Je sais, tout prend énormément de temps.
Et je reconnais volontiers que certaines initiatives heureuses ont abouti, comme les feux clignotants.
Mais...
J'ai eu l'occasion de pointer du doigt certaines aberrations de la gestion des flux, principalement sur les axes de sortie de la ville. Et là, rien n'a été entrepris alors que ces quelques interventions mineures auraient un impact majeur sur la circulation globale.
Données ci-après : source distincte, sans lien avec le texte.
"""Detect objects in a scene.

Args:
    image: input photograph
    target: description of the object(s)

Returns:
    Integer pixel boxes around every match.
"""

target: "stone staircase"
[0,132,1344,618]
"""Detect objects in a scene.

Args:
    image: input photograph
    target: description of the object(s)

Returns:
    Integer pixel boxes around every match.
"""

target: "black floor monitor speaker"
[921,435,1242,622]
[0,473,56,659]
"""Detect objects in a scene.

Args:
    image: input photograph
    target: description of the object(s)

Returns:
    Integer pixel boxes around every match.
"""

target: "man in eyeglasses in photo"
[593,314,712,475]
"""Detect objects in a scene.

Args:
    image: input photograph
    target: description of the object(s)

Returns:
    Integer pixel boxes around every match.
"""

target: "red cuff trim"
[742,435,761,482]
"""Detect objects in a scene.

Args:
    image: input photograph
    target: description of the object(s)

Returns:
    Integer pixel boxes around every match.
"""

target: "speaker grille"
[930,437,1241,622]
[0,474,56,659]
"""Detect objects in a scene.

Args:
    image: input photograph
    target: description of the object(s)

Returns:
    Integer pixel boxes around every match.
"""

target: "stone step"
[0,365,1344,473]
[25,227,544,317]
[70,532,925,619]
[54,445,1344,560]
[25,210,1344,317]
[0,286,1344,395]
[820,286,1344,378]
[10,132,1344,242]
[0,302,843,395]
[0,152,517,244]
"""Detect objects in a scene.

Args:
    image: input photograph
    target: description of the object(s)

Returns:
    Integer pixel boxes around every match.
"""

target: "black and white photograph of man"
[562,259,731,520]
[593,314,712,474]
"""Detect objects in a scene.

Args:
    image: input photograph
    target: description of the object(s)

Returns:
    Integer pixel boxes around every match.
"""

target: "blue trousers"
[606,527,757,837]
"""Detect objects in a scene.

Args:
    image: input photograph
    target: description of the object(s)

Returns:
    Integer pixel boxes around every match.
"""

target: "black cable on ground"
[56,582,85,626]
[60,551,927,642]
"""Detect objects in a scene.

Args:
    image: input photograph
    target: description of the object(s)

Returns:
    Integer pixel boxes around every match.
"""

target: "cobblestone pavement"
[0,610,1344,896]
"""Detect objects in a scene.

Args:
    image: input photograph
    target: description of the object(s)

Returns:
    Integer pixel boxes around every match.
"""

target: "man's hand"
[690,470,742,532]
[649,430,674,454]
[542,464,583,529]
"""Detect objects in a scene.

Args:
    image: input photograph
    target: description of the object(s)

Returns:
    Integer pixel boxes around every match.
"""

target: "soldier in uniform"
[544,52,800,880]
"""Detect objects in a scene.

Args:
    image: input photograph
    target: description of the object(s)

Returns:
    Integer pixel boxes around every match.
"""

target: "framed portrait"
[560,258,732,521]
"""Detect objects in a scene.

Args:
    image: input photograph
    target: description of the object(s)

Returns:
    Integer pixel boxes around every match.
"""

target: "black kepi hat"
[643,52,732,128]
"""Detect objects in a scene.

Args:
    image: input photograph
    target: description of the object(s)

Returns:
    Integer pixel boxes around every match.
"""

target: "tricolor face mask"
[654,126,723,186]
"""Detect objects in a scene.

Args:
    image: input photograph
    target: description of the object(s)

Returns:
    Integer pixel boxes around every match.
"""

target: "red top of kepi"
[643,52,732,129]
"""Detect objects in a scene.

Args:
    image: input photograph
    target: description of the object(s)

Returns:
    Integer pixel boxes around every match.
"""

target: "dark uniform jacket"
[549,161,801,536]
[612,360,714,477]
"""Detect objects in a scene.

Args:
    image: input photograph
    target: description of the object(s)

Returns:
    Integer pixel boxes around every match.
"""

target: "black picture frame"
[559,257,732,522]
Alors oui, je fais partie de ceux qui pensent que les états généraux étaient essentiellement des opérations de communication. Comme ce billet d'ailleurs.
Je le regrette et je pense que c'est essentiellement lié, non pas à la mauvaise volonté du département ou de son chef, mais à l'inertie des services et à l'autorité de leurs cadres qui ne respectent pas les visions parfois contradictoires des magistrats qui ne font que passer.

Écrit par : Pierre Jenni | 19/10/2015

C'est une méthode efficace pour "gouvernance participative". La mise en œuvre des politiques publiques nécessite effectivement d'être à l'écoute des citoyens.